String comparison in a row and remove the row which contain same

Question

I have data set like this

x<-c('ASON10_SHROFF-1/3/16/1/02-Au4P','ASON10_SHROFF-1/3/16/1/06-Au4P','ASON10_SHROFF-1/3/16/1/09-Au4P', 'ASON10_SHROFF-1/3/16/1/09-Au4P', 'ASON11_TALWAR-1/3/12/2/04-Au4P', 'ASON11_TALWAR-1/3/12/2/04-Au4P')

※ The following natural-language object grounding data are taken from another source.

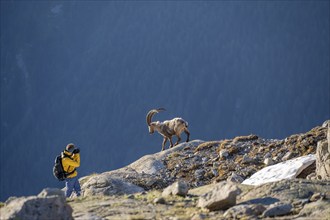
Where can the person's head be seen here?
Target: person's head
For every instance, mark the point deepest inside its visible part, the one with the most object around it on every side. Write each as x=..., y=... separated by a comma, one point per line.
x=70, y=147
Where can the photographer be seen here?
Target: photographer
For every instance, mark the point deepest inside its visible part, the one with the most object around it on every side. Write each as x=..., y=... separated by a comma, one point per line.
x=71, y=161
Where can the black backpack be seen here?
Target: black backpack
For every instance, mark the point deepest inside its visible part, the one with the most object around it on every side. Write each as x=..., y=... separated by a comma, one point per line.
x=58, y=170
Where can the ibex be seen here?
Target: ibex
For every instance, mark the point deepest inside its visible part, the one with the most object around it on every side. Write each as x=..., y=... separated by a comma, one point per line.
x=167, y=128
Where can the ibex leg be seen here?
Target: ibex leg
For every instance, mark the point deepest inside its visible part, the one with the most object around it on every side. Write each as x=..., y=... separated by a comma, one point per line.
x=187, y=133
x=164, y=142
x=179, y=139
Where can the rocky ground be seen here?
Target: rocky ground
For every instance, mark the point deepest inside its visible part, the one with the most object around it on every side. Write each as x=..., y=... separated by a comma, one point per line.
x=203, y=180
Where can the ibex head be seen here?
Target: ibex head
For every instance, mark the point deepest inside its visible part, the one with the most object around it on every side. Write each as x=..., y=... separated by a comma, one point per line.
x=150, y=114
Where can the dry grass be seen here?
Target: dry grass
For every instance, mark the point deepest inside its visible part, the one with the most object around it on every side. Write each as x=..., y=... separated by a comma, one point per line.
x=207, y=145
x=250, y=137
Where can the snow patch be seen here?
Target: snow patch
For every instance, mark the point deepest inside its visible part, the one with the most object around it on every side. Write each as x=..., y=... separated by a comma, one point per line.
x=285, y=170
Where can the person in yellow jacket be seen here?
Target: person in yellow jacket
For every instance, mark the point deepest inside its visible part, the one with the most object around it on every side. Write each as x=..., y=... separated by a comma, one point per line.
x=71, y=161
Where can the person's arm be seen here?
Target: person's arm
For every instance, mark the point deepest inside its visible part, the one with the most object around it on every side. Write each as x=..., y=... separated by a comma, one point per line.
x=74, y=161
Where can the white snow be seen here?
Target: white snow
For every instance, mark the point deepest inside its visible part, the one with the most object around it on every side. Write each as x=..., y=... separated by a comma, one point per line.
x=284, y=170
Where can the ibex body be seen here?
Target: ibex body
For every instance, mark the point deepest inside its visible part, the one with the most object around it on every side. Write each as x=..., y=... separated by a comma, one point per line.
x=167, y=128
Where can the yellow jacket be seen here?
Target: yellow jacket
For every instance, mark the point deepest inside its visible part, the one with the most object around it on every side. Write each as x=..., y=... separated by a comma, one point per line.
x=70, y=162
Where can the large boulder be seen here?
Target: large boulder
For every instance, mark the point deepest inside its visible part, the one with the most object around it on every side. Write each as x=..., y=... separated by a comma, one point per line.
x=49, y=204
x=104, y=184
x=323, y=160
x=222, y=197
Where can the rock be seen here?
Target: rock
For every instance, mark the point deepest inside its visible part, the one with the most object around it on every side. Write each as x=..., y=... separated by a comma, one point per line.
x=51, y=192
x=152, y=164
x=221, y=197
x=159, y=200
x=198, y=216
x=47, y=205
x=323, y=160
x=285, y=170
x=268, y=161
x=235, y=178
x=240, y=211
x=199, y=174
x=247, y=159
x=179, y=188
x=223, y=154
x=316, y=196
x=104, y=184
x=277, y=209
x=268, y=155
x=287, y=156
x=316, y=210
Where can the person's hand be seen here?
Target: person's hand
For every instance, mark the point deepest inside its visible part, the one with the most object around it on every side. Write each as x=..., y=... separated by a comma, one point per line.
x=76, y=151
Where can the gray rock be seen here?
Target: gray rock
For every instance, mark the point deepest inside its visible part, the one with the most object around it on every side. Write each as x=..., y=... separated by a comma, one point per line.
x=223, y=154
x=179, y=188
x=269, y=161
x=323, y=160
x=51, y=192
x=277, y=209
x=37, y=207
x=106, y=185
x=221, y=197
x=287, y=156
x=235, y=178
x=159, y=200
x=316, y=210
x=240, y=211
x=199, y=174
x=247, y=159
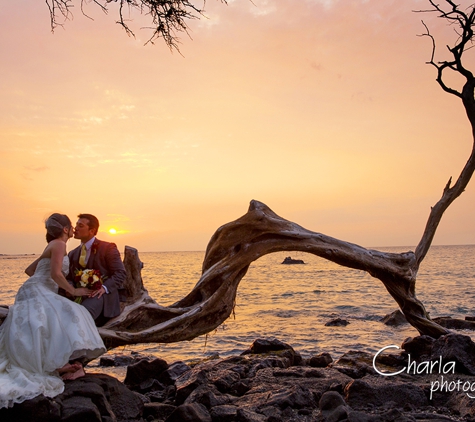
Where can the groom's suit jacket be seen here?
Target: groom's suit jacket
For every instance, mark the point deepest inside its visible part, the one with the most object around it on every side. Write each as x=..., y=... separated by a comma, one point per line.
x=104, y=257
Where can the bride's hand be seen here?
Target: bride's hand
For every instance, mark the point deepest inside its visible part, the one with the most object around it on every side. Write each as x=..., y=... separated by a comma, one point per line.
x=82, y=291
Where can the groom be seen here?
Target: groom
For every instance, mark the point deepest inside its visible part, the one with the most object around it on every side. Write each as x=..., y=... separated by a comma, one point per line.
x=98, y=255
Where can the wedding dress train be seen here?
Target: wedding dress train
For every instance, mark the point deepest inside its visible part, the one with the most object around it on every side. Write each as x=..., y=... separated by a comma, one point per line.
x=42, y=332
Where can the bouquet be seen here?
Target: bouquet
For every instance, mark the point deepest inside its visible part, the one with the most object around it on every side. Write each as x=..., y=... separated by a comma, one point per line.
x=90, y=279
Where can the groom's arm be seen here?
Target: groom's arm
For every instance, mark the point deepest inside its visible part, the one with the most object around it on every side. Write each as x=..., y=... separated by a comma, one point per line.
x=115, y=267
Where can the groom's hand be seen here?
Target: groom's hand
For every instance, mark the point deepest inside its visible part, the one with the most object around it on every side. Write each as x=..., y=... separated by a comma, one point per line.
x=98, y=293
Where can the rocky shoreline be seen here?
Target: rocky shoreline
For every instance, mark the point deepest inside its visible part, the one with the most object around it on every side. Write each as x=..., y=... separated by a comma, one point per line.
x=271, y=382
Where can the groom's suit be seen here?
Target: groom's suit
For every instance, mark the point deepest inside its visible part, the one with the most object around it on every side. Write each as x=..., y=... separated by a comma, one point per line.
x=105, y=257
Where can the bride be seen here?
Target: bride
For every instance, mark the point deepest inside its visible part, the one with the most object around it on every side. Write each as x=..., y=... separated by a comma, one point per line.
x=45, y=335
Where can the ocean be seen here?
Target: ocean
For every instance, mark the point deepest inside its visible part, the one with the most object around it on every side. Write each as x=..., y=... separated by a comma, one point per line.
x=293, y=302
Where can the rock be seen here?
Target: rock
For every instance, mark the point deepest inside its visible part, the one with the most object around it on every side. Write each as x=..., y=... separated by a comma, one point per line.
x=337, y=322
x=208, y=396
x=173, y=372
x=320, y=361
x=355, y=364
x=193, y=412
x=81, y=408
x=158, y=411
x=455, y=324
x=456, y=348
x=289, y=261
x=276, y=347
x=109, y=395
x=39, y=409
x=333, y=407
x=294, y=396
x=244, y=415
x=189, y=382
x=144, y=370
x=418, y=346
x=224, y=413
x=394, y=319
x=121, y=360
x=379, y=391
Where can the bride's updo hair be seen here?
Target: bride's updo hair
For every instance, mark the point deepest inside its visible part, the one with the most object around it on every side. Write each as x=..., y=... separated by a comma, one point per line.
x=55, y=224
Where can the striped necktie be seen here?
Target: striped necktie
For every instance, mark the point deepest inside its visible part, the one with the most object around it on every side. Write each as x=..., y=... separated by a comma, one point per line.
x=82, y=258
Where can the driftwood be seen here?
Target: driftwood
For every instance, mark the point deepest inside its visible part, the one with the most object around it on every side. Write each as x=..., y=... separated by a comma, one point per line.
x=230, y=252
x=259, y=232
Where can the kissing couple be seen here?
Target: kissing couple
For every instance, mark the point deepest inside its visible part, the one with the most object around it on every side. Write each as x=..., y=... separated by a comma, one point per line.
x=95, y=254
x=47, y=338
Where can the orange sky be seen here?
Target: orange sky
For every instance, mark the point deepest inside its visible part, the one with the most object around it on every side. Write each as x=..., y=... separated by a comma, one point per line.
x=324, y=110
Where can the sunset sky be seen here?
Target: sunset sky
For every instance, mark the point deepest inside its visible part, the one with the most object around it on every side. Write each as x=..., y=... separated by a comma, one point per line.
x=323, y=109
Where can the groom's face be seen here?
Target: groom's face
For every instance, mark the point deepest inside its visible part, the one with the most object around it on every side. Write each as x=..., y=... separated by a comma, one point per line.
x=82, y=230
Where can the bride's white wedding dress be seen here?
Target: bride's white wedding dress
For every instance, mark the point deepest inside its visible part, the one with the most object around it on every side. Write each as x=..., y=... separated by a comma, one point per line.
x=42, y=332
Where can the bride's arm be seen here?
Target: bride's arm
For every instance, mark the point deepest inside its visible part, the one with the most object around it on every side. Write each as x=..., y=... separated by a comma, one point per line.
x=58, y=250
x=30, y=270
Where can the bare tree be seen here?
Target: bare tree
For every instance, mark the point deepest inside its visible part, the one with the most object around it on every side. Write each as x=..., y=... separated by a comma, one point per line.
x=168, y=18
x=236, y=245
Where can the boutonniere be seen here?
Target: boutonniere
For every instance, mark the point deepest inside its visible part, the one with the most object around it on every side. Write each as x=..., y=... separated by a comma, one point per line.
x=92, y=279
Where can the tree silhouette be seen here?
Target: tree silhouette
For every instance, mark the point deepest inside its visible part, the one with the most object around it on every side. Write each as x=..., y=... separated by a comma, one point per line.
x=168, y=18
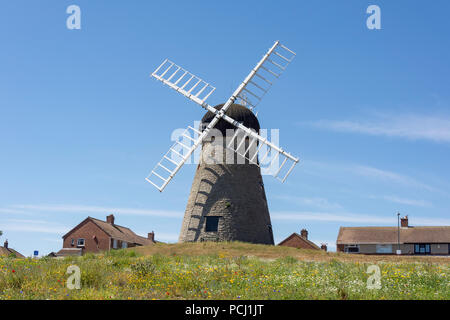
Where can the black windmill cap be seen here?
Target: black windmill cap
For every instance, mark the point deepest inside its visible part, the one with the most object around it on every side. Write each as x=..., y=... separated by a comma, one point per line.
x=238, y=112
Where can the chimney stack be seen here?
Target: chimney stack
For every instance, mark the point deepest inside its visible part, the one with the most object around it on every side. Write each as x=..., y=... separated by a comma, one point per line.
x=304, y=234
x=110, y=219
x=404, y=222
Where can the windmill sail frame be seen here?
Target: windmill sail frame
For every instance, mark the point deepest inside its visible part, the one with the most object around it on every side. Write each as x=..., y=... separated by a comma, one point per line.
x=198, y=90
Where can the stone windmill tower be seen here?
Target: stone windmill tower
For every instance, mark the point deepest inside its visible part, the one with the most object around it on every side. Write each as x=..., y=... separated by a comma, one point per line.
x=227, y=200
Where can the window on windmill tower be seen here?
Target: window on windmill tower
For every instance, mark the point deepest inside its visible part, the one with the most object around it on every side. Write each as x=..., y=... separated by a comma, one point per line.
x=212, y=224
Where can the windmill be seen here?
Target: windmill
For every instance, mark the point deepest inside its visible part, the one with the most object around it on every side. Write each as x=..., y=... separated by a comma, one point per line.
x=227, y=201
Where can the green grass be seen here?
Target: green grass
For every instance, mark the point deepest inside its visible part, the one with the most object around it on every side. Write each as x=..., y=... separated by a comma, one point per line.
x=129, y=274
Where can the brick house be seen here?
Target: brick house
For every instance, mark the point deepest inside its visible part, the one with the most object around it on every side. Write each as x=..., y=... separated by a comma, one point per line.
x=94, y=235
x=6, y=251
x=385, y=240
x=300, y=241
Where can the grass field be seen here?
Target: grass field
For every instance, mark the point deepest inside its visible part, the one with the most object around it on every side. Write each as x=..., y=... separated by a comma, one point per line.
x=225, y=271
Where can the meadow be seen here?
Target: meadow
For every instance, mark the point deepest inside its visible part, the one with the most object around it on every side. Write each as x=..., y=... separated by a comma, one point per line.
x=224, y=271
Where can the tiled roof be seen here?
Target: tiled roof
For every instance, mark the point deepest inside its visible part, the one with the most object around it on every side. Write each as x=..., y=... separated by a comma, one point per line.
x=121, y=233
x=69, y=252
x=373, y=235
x=308, y=242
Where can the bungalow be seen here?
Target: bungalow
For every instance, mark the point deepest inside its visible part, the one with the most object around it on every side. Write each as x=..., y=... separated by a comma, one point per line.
x=94, y=235
x=301, y=241
x=387, y=240
x=7, y=251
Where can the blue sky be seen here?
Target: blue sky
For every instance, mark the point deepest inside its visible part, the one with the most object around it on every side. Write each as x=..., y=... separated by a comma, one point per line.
x=82, y=123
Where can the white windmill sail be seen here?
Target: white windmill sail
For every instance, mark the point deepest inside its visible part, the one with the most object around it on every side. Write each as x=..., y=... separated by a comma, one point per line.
x=197, y=90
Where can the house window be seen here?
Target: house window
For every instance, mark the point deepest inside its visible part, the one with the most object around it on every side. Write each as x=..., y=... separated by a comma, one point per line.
x=422, y=248
x=80, y=242
x=212, y=224
x=351, y=248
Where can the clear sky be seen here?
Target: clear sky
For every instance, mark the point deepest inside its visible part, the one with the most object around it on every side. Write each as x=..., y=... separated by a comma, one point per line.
x=82, y=123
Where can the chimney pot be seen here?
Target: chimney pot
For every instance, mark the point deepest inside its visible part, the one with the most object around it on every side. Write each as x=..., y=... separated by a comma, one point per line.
x=404, y=222
x=304, y=234
x=110, y=219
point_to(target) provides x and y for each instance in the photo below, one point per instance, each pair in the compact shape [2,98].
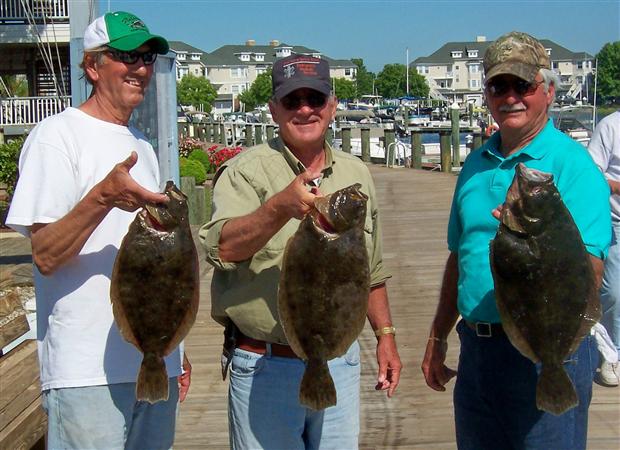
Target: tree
[259,93]
[344,89]
[392,82]
[608,71]
[196,92]
[364,79]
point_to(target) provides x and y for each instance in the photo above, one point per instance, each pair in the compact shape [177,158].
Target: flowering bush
[219,157]
[187,145]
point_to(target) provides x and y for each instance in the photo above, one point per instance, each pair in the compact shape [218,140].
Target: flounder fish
[154,288]
[545,287]
[324,288]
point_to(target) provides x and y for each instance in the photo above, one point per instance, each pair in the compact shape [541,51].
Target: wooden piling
[365,132]
[444,146]
[346,139]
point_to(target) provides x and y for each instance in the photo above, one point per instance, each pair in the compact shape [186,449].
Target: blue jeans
[495,397]
[610,289]
[109,417]
[264,410]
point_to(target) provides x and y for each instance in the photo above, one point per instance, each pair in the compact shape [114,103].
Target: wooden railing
[14,11]
[30,110]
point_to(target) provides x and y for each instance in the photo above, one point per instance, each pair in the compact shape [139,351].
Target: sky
[378,31]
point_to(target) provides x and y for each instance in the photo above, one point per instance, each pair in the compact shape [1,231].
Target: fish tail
[317,390]
[152,384]
[555,392]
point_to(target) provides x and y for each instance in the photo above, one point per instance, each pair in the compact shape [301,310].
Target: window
[237,72]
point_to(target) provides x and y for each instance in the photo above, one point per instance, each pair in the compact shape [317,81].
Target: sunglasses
[312,99]
[499,86]
[132,57]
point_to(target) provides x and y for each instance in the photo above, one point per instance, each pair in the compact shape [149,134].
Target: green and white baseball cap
[122,31]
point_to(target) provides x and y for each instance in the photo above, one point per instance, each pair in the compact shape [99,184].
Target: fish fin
[317,390]
[555,392]
[152,384]
[120,317]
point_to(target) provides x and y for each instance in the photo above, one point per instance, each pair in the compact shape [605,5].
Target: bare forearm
[56,243]
[378,307]
[599,269]
[447,311]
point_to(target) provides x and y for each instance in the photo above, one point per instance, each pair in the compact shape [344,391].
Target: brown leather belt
[486,329]
[255,346]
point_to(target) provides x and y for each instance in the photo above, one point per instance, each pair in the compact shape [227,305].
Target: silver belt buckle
[483,329]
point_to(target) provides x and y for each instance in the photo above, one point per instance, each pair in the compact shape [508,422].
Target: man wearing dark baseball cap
[495,396]
[259,198]
[84,173]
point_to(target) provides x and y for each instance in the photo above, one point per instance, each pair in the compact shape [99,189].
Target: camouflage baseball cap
[516,54]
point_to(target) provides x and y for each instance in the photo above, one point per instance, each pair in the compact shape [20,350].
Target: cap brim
[157,43]
[293,85]
[526,72]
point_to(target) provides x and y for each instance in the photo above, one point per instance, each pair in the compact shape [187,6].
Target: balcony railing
[30,110]
[38,10]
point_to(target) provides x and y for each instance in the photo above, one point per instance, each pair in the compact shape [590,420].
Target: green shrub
[192,168]
[9,157]
[203,158]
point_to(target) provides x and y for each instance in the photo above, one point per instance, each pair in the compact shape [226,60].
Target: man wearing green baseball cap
[83,175]
[496,404]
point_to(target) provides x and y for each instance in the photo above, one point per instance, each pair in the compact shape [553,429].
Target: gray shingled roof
[228,55]
[444,54]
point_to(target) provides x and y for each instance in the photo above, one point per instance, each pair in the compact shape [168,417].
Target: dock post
[258,133]
[223,137]
[444,145]
[249,142]
[346,139]
[365,144]
[389,139]
[477,140]
[456,135]
[416,149]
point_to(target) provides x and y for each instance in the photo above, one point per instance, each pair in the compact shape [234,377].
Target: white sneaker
[608,374]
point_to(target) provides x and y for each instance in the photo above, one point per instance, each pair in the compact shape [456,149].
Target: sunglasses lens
[294,101]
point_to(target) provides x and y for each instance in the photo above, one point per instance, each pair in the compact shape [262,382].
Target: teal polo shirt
[482,186]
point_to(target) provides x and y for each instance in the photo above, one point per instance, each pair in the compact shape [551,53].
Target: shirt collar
[295,164]
[536,149]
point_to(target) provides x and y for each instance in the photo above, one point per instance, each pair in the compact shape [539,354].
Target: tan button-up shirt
[247,291]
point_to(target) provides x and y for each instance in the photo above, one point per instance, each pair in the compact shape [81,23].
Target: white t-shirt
[605,150]
[62,159]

y <- c('SERVER_SIGNAL_FAILURE-TMe, UNAVAILABLE_TIME-TMe-PMNE1d, UNEQUIPPED-TMe', 'SERVER_SIGNAL_FAILURE-TMe, UNAVAILABLE_TIME-TMe-PMNE1d, UNEQUIPPED-TMe', 'SERVER_SIGNAL_FAILURE-TMe, REMOTE_DEFECT_INDICATION-TMi, UNAVAILABLE_TIME-TMe-PMNE1d, UNAVAILABLE_TIME-TMi-PMFE1d, UNEQUIPPED-TMe', 'SERVER_SIGNAL_FAILURE-TMe, REMOTE_DEFECT_INDICATION-TMi, UNAVAILABLE_TIME-TMi-PMFE1d, UNAVAILABLE_TIME-TMe-PMNE1d','DEGRADED_SIGNAL-TMe, SERVER_SIGNAL_FAILURE-TMe, UNEQUIPPED-TMe','UNEQUIPPED-TMe, UNEQUIPPED-TMe,UNEQUIPPED-TMe')

df <-data.frame(x,y)
df <- data.frame(lapply(df, as.character), stringsAsFactors = F)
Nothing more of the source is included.